Certes, dans le passé, ce comité s’était prononcé sur l’aspect discriminatoire des règles de neutralité religieuse dans la fameuse affaire de la crèche Baby Loup. Cet avis avait trouvé un écho au niveau juridictionnel, le premier président de la Cour de cassation, comme vous l’avez rappelé, monsieur Retailleau, ayant prévenu que l’institution qu’il dirigeait tiendrait compte de cette interprétation en raison de l’autorité qui s’y attachait de fait.

Cette position est finalement assez constante et les juges s’appuient volontiers sur des avis non contraignants pour interpréter la loi. Sauf que, dans le cas d’espèce, il ne s’agissait pas de l’espace public. Bref, ce magistrat aurait pu prendre une autre décision.
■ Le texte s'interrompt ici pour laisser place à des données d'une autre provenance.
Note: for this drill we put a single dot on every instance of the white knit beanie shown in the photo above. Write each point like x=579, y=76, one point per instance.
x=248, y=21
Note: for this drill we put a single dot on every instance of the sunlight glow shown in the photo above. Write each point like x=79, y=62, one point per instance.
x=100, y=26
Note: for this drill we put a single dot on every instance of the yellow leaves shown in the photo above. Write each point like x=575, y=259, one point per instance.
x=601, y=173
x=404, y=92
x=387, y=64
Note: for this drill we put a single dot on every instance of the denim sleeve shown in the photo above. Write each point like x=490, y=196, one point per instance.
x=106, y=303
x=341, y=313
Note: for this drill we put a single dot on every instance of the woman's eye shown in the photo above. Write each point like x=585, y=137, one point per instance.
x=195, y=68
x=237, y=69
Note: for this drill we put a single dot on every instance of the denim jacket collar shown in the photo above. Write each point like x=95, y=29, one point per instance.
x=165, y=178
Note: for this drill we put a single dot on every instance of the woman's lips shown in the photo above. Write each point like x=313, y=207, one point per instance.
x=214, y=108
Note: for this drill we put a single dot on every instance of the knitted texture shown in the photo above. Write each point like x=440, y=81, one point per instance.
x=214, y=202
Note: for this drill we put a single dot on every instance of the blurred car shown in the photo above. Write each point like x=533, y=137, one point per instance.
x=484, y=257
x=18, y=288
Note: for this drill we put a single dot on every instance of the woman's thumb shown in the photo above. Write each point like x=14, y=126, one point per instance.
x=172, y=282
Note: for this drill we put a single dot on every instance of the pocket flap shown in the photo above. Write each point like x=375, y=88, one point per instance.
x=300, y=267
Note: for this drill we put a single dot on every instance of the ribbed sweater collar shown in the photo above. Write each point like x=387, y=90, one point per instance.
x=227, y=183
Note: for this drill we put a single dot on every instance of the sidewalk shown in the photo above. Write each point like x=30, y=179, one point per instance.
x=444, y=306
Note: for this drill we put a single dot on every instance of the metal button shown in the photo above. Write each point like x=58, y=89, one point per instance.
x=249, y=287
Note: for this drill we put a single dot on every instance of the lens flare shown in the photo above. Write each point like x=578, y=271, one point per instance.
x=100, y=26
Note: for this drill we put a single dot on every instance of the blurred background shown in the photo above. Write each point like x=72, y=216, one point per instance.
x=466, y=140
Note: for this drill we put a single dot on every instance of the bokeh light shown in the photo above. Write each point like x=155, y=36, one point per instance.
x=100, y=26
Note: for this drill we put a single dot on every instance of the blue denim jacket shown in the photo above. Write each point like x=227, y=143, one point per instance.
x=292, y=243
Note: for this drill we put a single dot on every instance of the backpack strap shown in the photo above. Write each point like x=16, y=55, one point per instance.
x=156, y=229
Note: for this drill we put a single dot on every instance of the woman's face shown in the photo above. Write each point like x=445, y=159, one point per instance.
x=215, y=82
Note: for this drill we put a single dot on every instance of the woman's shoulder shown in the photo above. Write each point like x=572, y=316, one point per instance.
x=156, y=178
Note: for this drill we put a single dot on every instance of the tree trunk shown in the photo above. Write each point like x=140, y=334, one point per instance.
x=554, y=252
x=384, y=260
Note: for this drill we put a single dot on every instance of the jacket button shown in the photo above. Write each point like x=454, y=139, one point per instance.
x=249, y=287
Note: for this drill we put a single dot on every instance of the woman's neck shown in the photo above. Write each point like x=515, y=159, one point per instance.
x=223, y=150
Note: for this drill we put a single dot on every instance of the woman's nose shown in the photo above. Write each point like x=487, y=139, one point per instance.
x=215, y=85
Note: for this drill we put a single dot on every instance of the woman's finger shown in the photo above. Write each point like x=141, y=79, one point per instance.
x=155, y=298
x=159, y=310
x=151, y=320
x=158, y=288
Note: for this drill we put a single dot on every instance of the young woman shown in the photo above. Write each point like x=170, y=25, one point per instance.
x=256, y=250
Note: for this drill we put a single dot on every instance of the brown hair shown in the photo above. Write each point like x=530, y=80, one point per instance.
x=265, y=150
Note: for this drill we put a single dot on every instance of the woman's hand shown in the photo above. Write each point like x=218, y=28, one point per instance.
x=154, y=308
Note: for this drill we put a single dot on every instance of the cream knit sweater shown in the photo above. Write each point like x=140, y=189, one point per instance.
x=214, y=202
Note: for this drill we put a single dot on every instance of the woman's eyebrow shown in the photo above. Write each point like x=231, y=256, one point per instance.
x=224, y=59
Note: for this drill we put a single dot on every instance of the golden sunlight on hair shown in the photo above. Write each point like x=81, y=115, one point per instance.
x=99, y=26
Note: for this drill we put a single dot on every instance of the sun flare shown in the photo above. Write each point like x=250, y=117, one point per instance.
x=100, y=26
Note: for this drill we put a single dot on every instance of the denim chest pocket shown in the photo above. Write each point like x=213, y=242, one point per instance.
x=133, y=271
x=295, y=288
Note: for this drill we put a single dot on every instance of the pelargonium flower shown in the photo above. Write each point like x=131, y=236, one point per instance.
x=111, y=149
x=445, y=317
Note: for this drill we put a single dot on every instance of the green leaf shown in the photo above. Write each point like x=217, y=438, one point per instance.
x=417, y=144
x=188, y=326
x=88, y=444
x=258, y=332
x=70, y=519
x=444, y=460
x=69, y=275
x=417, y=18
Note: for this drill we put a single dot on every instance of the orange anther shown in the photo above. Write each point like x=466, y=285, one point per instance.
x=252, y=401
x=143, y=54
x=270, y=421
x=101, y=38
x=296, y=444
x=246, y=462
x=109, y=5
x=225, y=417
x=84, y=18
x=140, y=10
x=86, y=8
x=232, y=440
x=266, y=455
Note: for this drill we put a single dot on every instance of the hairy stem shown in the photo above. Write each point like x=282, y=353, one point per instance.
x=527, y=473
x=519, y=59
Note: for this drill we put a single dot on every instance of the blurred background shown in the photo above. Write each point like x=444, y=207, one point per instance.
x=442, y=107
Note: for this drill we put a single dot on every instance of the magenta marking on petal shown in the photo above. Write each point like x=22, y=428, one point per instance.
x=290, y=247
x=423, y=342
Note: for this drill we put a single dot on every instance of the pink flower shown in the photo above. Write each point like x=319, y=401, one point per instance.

La loi est là, elle est issue d’une volonté démocratique forte établie par les représentants du peuple, la branche législative du pouvoir.
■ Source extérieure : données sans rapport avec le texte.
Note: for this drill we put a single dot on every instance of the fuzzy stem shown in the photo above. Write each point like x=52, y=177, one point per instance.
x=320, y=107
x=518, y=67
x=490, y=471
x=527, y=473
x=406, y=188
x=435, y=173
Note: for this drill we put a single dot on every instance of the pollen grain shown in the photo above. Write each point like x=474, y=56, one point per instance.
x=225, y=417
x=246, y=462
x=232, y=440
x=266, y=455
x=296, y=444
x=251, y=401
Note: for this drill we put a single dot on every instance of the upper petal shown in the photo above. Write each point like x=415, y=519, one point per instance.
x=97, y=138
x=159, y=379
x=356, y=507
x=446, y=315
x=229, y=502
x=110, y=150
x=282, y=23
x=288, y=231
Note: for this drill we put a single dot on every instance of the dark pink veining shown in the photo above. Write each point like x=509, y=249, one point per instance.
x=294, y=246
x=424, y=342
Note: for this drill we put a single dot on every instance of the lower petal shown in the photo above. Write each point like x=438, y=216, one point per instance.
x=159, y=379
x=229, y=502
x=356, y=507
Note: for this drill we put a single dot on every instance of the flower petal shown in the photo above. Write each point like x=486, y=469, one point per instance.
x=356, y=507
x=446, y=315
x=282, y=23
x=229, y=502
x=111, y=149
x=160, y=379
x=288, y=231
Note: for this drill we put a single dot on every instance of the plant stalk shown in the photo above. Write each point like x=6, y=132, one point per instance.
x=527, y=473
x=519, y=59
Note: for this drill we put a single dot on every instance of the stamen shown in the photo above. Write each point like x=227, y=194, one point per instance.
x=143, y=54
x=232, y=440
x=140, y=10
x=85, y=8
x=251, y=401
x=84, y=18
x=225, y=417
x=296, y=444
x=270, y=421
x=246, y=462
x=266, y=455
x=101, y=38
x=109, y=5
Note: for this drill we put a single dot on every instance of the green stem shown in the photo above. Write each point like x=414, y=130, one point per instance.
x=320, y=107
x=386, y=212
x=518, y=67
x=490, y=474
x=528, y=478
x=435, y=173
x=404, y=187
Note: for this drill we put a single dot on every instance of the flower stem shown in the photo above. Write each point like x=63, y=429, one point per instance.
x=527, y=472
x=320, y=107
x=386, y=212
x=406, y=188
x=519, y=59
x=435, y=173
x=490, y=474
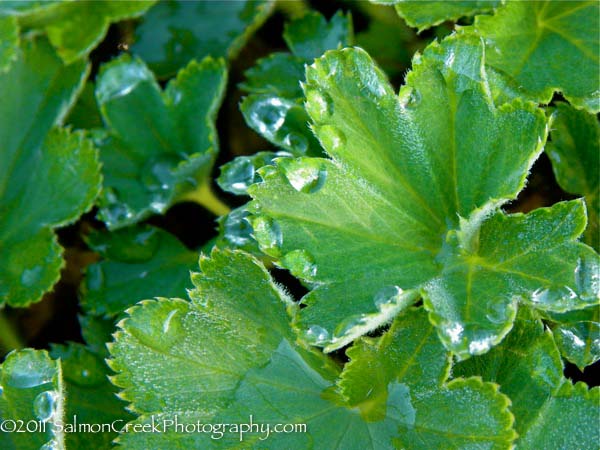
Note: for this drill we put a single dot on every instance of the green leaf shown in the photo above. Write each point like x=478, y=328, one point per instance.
x=389, y=234
x=236, y=355
x=550, y=411
x=9, y=42
x=48, y=177
x=574, y=151
x=410, y=359
x=139, y=263
x=311, y=35
x=175, y=31
x=426, y=14
x=577, y=335
x=31, y=401
x=91, y=398
x=159, y=146
x=74, y=27
x=533, y=42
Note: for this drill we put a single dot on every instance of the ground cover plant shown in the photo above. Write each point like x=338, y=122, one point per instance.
x=260, y=224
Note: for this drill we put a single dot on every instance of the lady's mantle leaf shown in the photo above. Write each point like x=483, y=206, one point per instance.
x=74, y=27
x=175, y=31
x=47, y=177
x=31, y=391
x=407, y=203
x=234, y=355
x=426, y=14
x=91, y=398
x=139, y=262
x=537, y=44
x=159, y=145
x=574, y=151
x=410, y=360
x=550, y=411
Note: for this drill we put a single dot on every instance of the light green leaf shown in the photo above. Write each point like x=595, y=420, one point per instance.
x=175, y=31
x=139, y=263
x=47, y=177
x=550, y=411
x=31, y=401
x=91, y=397
x=74, y=27
x=159, y=146
x=534, y=44
x=236, y=357
x=410, y=359
x=426, y=14
x=577, y=335
x=9, y=42
x=574, y=151
x=389, y=234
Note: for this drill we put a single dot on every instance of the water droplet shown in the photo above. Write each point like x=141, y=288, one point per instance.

La CEDH avait reconnu et réaffirmé : « Il apparaît ainsi que la question de l’acceptation ou non du port du voile intégral dans l’espace public constitue un choix de société. » La jurisprudence n’est pas modifiée par la décision du Comité des droits de l’homme, l’ordonnancement juridique est intact, et la volonté de la société d’établir une règle du vivre ensemble dans l’espace public préservée.

Enfin, limiter nommément cette question d’application de la loi au seul voile islamique, alors que la loi du 11 octobre 2010 a permis d’affirmer et de sanctuariser le principe fondamental selon lequel « la République avance à visage découvert », me paraît constituer, mes chers collègues, une tentative de soulever un débat qui ne devrait plus avoir lieu d’être, à des fins qui risqueraient de s’éloigner de la préoccupation juridique pour glisser vers une intervention plus politique.

Pourquoi pas ? Puisque vous voulez parler du voile, parlons-en !

Le port du voile intégral est-il un mode d’expression d’une foi religieuse, à savoir l’islam, ou bien une simple tradition vestimentaire imposée, dans certaines terres d’islam, aux femmes contre leur gré, parfois même sous peine de mort ? En tout cas, si le Coran lui-même recommande une certaine pudeur vestimentaire pour les femmes, comme d’ailleurs pour les hommes, je n’y ai jamais lu une quelconque obligation du voile intégral ; il ne contient même pas le mot « hijab ».

Il n’y a d’ailleurs dans le Coran que quatre versets sur ce sujet. La seule partie du corps féminin qu’il est recommandé de couvrir est la poitrine.

Selon Asma Barlas, universitaire américaine d’origine pakistanaise, le port d’un voile intégral qui couvre le visage « est absolument contraire à l’esprit du Coran ». Elle poursuit : « J’en veux pour preuve que les femmes doivent accomplir le hadj, le pèlerinage rituel, à visage découvert. »

Selon Mme Barlas, la question du voile cristallise d’autres craintes ; si les femmes sont opprimées dans le monde islamique, c’est le fait des hommes, pas de la religion.

C’est bien là qu’est le problème de fond. L’islam n’impose pas le voile intégral. Ce dernier est devenu une marque identitaire, voire une provocation face à notre tolérance occidentale issue de la philosophie des Lumières.